The words fell like small bombs, ripping away all pretense of civility, clipping the last of the polite veneer from her aunt’s expression. Sam looked down into that dangerous vortex—the pride and anger, the humiliation and the hatred for being humiliated—and she knew she should stop, retreat, think this through rationally.
But it was too late. Years of loneliness, then being pushed to the edge of despair every day since Jake’s tormented return, had found a channel. “That’s why the old ruby has always been so important to you—it’s a medal you can wear. It represents your claim on a history you never earned or even understood. Without it you’ll never forget you come from a family of ambitious mill bosses who used you to pull themselves up the social ladder.”
The silence that followed resonated through the room with chilling effect. Alexandra didn’t breathe; she radiated eerie calm. “What claim do you have on righteousness, Samantha? Your husband killed for you. You deserted him. I had people in place, watching, waiting. He never wrote to you. He wanted nothing to do with you. I suspect he doesn’t want you now. You don’t have the courage to admit that. You say hateful things to me because you know I’m telling you the truth. You have nothing.”
“I have the ruby. I’ve had it since I left town.” Her aunt’s eyes flickered. It was a naked, predatory flash of interest. “I’m the only one who knows where it is,” Sam continued. “And if you do anything,
anything
to interfere in our lives, I’ll make certain it disappears for good.”
She walked out, Charlotte trailing her with quick, urgent strides. Sunlight dappled them through the graceful firs as they crossed the parking lot in numb silence. “Sammie,” Charlotte said finally, her voice strangled. “I’m so proud of you.”
Sam leaned on the car and put her head in her hands. She wasn’t proud of anything she’d said. She had
wanted to weave a safety net for her and Jake.
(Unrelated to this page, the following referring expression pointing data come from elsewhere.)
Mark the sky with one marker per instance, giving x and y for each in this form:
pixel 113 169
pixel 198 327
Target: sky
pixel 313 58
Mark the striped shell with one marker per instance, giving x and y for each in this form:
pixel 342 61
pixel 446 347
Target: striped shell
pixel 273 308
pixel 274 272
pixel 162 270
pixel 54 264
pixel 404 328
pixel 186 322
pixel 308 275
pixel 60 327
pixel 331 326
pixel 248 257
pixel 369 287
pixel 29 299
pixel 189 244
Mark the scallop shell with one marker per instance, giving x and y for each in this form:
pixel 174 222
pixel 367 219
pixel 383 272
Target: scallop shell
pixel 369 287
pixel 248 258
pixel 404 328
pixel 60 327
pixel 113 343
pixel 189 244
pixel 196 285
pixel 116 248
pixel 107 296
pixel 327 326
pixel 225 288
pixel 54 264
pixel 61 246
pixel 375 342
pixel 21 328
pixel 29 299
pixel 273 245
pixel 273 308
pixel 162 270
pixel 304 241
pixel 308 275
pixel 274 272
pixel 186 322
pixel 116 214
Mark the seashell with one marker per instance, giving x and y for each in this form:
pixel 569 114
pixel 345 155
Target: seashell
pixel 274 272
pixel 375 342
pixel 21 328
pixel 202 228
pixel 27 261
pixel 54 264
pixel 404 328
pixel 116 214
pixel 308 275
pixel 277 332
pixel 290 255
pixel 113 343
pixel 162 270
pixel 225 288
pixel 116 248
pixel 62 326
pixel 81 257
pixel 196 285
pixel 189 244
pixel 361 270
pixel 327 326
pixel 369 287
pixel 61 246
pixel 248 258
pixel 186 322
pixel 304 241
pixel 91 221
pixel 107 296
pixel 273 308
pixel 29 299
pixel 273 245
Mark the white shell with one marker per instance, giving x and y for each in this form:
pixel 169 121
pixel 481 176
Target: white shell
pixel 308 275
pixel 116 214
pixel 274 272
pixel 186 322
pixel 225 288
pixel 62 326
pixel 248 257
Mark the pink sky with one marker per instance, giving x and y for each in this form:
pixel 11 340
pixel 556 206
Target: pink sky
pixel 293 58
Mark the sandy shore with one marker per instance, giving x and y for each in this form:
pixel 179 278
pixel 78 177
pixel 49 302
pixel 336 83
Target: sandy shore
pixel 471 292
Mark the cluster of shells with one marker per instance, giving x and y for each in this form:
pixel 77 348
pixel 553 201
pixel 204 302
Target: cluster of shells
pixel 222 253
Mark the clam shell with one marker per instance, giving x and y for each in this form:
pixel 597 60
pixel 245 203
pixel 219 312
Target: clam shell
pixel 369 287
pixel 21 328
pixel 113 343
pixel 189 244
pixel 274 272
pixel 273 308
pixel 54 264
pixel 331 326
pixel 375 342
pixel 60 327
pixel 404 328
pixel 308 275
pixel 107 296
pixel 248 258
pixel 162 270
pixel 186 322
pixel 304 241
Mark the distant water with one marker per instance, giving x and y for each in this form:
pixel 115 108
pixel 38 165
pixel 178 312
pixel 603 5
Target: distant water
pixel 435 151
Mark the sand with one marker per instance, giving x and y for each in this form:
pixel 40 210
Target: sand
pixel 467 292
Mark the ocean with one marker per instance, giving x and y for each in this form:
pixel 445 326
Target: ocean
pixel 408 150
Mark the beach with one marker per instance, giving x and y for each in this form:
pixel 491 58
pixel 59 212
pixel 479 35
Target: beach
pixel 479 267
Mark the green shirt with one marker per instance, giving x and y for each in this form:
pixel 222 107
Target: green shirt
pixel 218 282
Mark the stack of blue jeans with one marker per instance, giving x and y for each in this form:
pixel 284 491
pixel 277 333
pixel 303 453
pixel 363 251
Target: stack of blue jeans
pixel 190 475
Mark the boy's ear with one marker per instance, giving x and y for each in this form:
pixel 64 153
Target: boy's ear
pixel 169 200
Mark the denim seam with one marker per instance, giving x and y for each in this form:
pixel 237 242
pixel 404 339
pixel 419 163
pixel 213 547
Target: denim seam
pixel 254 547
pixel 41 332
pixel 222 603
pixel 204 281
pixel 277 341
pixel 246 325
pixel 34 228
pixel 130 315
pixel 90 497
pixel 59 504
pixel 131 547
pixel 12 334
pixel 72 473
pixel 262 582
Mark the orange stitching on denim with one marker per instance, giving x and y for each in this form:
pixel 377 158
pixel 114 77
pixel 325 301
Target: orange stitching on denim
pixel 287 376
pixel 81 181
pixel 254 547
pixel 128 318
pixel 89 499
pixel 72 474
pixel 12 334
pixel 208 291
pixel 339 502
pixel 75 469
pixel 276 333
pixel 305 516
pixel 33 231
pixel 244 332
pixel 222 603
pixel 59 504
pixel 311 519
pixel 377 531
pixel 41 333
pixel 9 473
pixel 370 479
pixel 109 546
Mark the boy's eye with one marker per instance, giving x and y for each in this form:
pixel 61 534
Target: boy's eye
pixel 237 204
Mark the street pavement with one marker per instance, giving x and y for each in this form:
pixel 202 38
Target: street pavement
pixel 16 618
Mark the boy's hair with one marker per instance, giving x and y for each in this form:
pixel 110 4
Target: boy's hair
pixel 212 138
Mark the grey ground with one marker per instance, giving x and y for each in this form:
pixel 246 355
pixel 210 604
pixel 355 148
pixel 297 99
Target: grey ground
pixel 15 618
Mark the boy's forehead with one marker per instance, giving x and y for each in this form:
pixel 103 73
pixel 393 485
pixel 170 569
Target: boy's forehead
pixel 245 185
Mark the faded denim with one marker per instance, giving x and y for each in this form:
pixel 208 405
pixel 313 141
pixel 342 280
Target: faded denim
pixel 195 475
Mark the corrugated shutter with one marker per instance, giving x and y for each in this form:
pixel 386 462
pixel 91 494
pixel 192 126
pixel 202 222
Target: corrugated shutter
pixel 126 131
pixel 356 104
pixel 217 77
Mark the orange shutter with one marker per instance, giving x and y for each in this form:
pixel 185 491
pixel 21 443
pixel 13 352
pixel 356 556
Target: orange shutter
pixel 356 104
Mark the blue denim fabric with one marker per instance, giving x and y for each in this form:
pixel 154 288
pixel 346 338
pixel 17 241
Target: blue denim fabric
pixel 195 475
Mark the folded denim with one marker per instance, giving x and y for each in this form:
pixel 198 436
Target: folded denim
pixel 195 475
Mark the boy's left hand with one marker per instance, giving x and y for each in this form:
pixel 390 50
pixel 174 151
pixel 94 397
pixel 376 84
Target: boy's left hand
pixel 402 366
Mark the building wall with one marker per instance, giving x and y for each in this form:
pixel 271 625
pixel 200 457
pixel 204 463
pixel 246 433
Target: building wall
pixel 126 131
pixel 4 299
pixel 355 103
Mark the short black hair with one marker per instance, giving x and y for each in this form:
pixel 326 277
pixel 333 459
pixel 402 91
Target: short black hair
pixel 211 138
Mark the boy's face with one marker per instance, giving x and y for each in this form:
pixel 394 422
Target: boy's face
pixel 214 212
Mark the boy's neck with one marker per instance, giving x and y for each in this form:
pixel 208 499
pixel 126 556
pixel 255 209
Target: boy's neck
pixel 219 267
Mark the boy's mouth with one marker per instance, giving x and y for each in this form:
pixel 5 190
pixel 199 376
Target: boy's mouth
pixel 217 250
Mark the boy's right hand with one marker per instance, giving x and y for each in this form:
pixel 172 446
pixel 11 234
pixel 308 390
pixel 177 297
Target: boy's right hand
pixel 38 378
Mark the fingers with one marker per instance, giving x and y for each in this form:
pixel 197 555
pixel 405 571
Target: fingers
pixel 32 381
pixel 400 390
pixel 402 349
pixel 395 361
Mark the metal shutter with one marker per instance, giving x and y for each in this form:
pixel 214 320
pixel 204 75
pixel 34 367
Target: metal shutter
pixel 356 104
Instead, she’d created a noose.
Behind the closed doors of the conference room of one of the state’s most powerful newspapers, a long table was strewn with coffee mugs, soft-drink cans, and photocopies of the anonymous handwritten notes. Excitement seeped into the air like the scent of blood. After much debate, two news editors, the executive editor, the publisher, and one of the newspaper’s lawyers traded a tacit look of agreement. The executive editor nodded her permission to the reporter who sat across from them, watching the interplay avidly.